Tribunal Militar mantém ação contra coronel do Exército acusado de montar ‘balcão de venda de pareceres’

Ministros do STM negam liminar a oficial que teria instalado esquema dentro do Palácio Duque de Caxias, quartel-general do Comando Militar do Leste, no Rio

Pepita Ortega

10 de setembro de 2019 | 06h00

Foto: CML

O Superior Tribunal Militar negou pedido liminar a um coronel do Exército para trancar ação penal a que ele responde na 1.ª auditoria da 1.ª Circunscrição Judiciária Militar, no Rio, acusado de corrupção passiva.

O coronel foi chefe do setor de assistência jurídica do Serviço de Fiscalização de Produtos Controlados (SFPC).
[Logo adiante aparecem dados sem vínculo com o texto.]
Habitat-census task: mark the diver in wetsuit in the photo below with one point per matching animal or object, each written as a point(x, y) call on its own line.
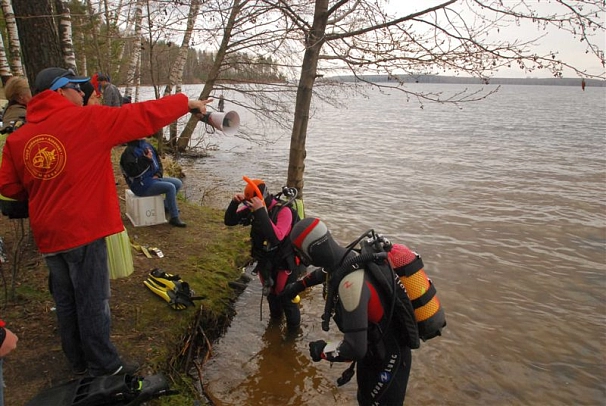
point(271, 224)
point(383, 365)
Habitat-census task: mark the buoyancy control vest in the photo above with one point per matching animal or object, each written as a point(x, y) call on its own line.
point(376, 258)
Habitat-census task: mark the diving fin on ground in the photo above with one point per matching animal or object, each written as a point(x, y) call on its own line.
point(171, 288)
point(120, 390)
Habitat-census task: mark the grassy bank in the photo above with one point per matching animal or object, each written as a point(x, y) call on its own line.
point(206, 254)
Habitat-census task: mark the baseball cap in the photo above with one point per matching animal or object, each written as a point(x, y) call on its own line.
point(56, 78)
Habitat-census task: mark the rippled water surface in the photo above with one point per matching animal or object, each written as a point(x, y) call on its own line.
point(505, 199)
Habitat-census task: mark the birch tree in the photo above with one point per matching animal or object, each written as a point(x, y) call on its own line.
point(65, 35)
point(38, 36)
point(5, 70)
point(131, 76)
point(13, 38)
point(176, 73)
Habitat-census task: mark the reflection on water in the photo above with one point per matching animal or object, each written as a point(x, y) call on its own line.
point(505, 199)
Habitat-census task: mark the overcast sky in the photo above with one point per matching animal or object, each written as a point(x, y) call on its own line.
point(560, 41)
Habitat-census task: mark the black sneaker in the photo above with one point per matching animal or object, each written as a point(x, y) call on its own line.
point(176, 221)
point(127, 368)
point(79, 370)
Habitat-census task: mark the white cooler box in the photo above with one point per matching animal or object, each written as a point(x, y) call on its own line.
point(144, 211)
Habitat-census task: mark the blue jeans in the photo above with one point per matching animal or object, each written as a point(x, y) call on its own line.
point(79, 283)
point(168, 187)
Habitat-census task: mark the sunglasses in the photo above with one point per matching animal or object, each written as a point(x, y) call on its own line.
point(74, 86)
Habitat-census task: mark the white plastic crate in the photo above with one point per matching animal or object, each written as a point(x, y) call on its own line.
point(144, 211)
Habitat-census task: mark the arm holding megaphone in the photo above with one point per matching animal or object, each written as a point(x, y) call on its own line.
point(228, 123)
point(198, 107)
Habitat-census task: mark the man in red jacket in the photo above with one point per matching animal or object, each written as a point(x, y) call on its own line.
point(61, 162)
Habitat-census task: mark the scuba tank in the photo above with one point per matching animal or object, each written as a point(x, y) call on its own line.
point(429, 314)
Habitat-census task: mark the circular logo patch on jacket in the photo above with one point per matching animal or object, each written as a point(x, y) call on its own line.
point(44, 156)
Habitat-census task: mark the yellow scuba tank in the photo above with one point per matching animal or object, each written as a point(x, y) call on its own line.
point(429, 314)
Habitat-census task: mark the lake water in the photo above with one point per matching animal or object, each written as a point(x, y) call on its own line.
point(505, 199)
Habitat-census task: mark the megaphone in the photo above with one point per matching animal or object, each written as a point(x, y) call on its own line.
point(227, 122)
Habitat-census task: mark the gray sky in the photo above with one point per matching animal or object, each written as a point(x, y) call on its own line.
point(568, 48)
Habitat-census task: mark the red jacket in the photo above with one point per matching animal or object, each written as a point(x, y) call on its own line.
point(61, 161)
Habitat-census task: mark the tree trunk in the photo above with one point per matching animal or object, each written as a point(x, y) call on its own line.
point(65, 34)
point(95, 33)
point(38, 35)
point(315, 40)
point(5, 70)
point(131, 79)
point(176, 72)
point(13, 38)
point(187, 132)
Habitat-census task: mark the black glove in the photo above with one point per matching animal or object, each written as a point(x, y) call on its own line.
point(292, 289)
point(316, 349)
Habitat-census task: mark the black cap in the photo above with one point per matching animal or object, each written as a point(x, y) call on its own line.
point(55, 78)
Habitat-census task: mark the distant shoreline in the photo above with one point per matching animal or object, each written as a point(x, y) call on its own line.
point(474, 81)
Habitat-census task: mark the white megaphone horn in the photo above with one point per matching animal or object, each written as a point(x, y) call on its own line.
point(227, 122)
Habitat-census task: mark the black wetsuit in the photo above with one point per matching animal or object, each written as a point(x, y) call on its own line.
point(269, 231)
point(383, 365)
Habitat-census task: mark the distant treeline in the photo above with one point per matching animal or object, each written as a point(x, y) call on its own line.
point(475, 81)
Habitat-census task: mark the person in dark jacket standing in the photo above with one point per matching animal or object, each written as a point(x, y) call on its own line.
point(61, 161)
point(142, 169)
point(383, 364)
point(111, 95)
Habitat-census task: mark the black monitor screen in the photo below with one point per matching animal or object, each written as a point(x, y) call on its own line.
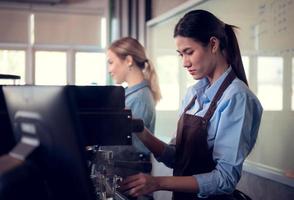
point(7, 140)
point(47, 113)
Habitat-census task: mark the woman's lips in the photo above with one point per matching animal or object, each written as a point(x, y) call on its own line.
point(193, 71)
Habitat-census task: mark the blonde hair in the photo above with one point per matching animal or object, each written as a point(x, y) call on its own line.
point(128, 46)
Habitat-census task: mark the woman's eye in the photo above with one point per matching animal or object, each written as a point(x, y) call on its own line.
point(189, 53)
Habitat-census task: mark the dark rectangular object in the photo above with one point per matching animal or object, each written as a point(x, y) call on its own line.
point(46, 113)
point(106, 128)
point(91, 98)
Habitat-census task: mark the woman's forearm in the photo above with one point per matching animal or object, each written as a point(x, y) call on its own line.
point(177, 183)
point(155, 145)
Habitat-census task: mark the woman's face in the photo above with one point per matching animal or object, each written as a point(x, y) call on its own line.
point(197, 59)
point(117, 67)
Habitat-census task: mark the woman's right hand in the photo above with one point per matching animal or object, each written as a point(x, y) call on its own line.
point(139, 184)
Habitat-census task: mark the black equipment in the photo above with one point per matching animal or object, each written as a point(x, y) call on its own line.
point(53, 125)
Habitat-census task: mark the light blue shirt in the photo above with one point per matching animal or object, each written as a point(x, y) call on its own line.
point(140, 100)
point(232, 132)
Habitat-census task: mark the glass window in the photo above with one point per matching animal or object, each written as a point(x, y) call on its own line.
point(270, 82)
point(292, 83)
point(12, 62)
point(168, 73)
point(68, 29)
point(14, 26)
point(50, 68)
point(90, 68)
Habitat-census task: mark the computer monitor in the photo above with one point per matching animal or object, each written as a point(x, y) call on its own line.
point(48, 114)
point(6, 135)
point(101, 111)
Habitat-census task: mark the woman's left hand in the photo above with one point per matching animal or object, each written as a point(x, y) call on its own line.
point(139, 184)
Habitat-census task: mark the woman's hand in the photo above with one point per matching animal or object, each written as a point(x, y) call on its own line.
point(139, 184)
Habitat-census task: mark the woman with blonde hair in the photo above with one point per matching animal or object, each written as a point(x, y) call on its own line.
point(127, 62)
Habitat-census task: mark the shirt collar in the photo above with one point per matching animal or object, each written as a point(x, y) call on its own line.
point(211, 91)
point(206, 93)
point(130, 90)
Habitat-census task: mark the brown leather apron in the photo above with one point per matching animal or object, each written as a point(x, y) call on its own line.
point(192, 153)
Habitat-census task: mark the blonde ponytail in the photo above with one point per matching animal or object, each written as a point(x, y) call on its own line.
point(130, 46)
point(151, 76)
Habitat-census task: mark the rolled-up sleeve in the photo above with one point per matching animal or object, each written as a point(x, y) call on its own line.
point(168, 155)
point(236, 130)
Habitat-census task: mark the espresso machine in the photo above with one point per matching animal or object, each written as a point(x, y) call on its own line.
point(58, 131)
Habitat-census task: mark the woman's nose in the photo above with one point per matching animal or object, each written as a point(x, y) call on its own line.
point(186, 62)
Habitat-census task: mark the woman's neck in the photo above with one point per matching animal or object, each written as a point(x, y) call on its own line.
point(219, 69)
point(134, 77)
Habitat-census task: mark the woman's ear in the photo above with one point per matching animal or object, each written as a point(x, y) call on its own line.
point(214, 43)
point(129, 60)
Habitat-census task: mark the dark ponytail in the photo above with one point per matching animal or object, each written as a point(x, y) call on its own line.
point(234, 55)
point(201, 25)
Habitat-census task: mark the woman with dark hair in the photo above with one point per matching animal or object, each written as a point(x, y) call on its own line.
point(219, 122)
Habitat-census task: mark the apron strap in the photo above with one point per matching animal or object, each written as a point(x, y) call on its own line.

Ele é acusado de montar dentro do Palácio Duque de Caxias, quartel-general do Comando Militar do Leste (CML), uma espécie de ‘balcão de venda de pareceres’.

A assistência jurídica do SFPC analisa e elabora pareceres sobre irregularidades encontradas nas fiscalizações feitas em empresas que trabalham com armas, munições e explosivos no estado do Rio.

Ao negar o pedido do oficial para trancar a ação penal, o relator do habeas corpus, ministro Francisco Joseli Parente Camelo, afirmou que o coronel é ‘acusado de ter, em tese, interferido, de diversas maneiras, nos processos administrativos em trâmite perante a Assessoria Jurídica da 1ª Região Militar referentes ao Serviço de Fiscalização de Produtos Controlados, nos anos de 2014 e 2015, e que recebeu, possivelmente, para si, em diversas oportunidades, vantagens patrimoniais indevidas, consistentes em quantias depositadas em conta bancária de sua titularidade’.

Ainda segundo o relator, ‘a peça vestibular narrou os fatos criminosos de forma detalhada, conforme se percebe de seus fragmentos transcritos no relatório, naquilo que consigna a possível empreitada criminosa do ora Paciente, no intuito de obter vantagem desautorizada’.

A decisão foi seguida por unanimidade pelo plenário do STM.

Denúncia

De acordo com a denúncia, o tenente-coronel, chefe do setor de assistência jurídica, e um primeiro-tenente estariam ‘recomendando aos empresários sob fiscalização os serviços de um escritório de advocacia como forma de evitar a cassação de registro de suas atividades’.

Ainda de acordo com a denúncia, o escritório cobra entre R$ 2 mil e R$ 20 mil para fazer a defesa nos processos administrativos e atende em dois endereços no Rio – um deles estaria no nome dos dois oficiais, que também são responsáveis pela análise dessas mesmas defesas.